Se abandonan las formas, la lógica, la piedad, la racionalidad, el sentido común, el instinto de supervivencia. Se abandonan los Estados de Derecho, de varias maneras pero en todas sustentadas en una necesidad visceral e incomprensible propia de una etapa emocional en la que, por niños o por ancianos, se han dejado de controlar los esfínteres. Trump dijo esta semana que “los demócratas preparan un fraude” y que “no está seguro de entregar el poder si pierde”. Biden no lo podía creer: “¿En qué país vivimos?”, se azoró. En ése, Biden.
Se propone violencia, se liberan hormonas a través de un odio que es desviado de sus verdaderos destinatarios y recaen en la “pérdida de las libertades” que al mismo tiempo que se reclaman se le niegan sistemáticamente a cualquiera que no piense como ellos, como los antigénero que han comenzado su cruzada contra los feminismos. Se disimula. En la Argentina, así como en España y algunos otros países, la “protesta contra el virus” --¿cómo se puede “protestar” contra la existencia de un virus?-- es claramente opositora y tiene sus referentes, sus impulsores, sus cínicos y sus bardos mediocres. Quieren destruir el Estado de Derecho porque el macrismo ha logrado que para esos sectores todo lo que no sea macrismo sea una amenaza tan vieja y racista que la vieja figura del aluvión zoológico la contiene.
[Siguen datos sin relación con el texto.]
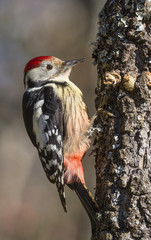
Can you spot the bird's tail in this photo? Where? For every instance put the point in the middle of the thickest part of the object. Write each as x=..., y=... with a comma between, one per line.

¿Aluvión zoológico? Uno los vio el fin de semana pasado rodear el Sanatorio Antártida, donde hay médicos y enfermeros extenuados y podridos de que les nieguen el dolor por el que pasan todos los días y el dolor de las muertes en soledad afectiva que presencian. La policía de la ciudad los dejó expresarse. No porque en esta ciudad haya libertad de expresión. No todos pueden expresarse. Es selectivo. La derecha cree que todo es suyo, que ha nacido con derechos mientras otros nacieron para perderlos.
Es que las nacionalidades caen junto con los Estados de Derecho. Los destruyen los transnacionalistas, esos que van mudándose de país en país para evadir impuestos, los que no salen a la calle ni creen que la pandemia no existe. La usan con fines políticos, que es distinto. Por eso les parece que hace sentido abrazar una bandera argentina mientras se reclaman dólares. El peso es para pobres.
Con los que antes eran anticuarentena y ahora son visiblemente fascistas, como en todo el mundo, donde brotan como neonazis, falangistas o supremacistas, hay que cuidarse de las provocaciones. Son su negocio. Los han mandado a desatar el caos. Quizá ellos ni lo sepan. Quizás sólo estén atrapados en esa sensación de revulsión que les sale de las vísceras cuando hablan de peronismo.
Ellos creen que son rebeldes. Que se manifiestan como patriotas frente al avance del enemigo imaginario, mientras se contagian y contagian a otros el virus que dicen que no existe y ya provocó más de 15.000 muertos. Les resbalan los muertos. Son lógicos en una guerra, y ellos son los soldados del nuevo tipo de guerra que exporta Washington: la del enfrentamiento civil.
Desde nuestra ventana, los vemos disciplinados como los alumnos obedientes de The Wall, seres sin discernimiento a los que, quizá si se les muerte un ser querido, reaccionarán cuando sea tarde. En los países de Estados fuertes de Oriente y Occidente, la libertad de expresión tiene distintos límites, en algunos casi todos los que se pueden poner. Pero en ninguno conocido se ha visto a manifestantes anticuarentena bloqueando un hospital cuando ya no hay cuarentena, hostigando, perturbando, amenazando a enfermos y médicos. En ninguna otra ciudad se ha visto a la policía verter sangre de enfermeras por reclamar ser consideradas personal sanitario y no administrativo. Sólo en CABA. Esta ciudad tiene ese rictus de la vileza, que toma muchas formas posibles pero que siempre se origina en el gesto del fuerte que va a la caza del débil. Un rictus anterior a la ética.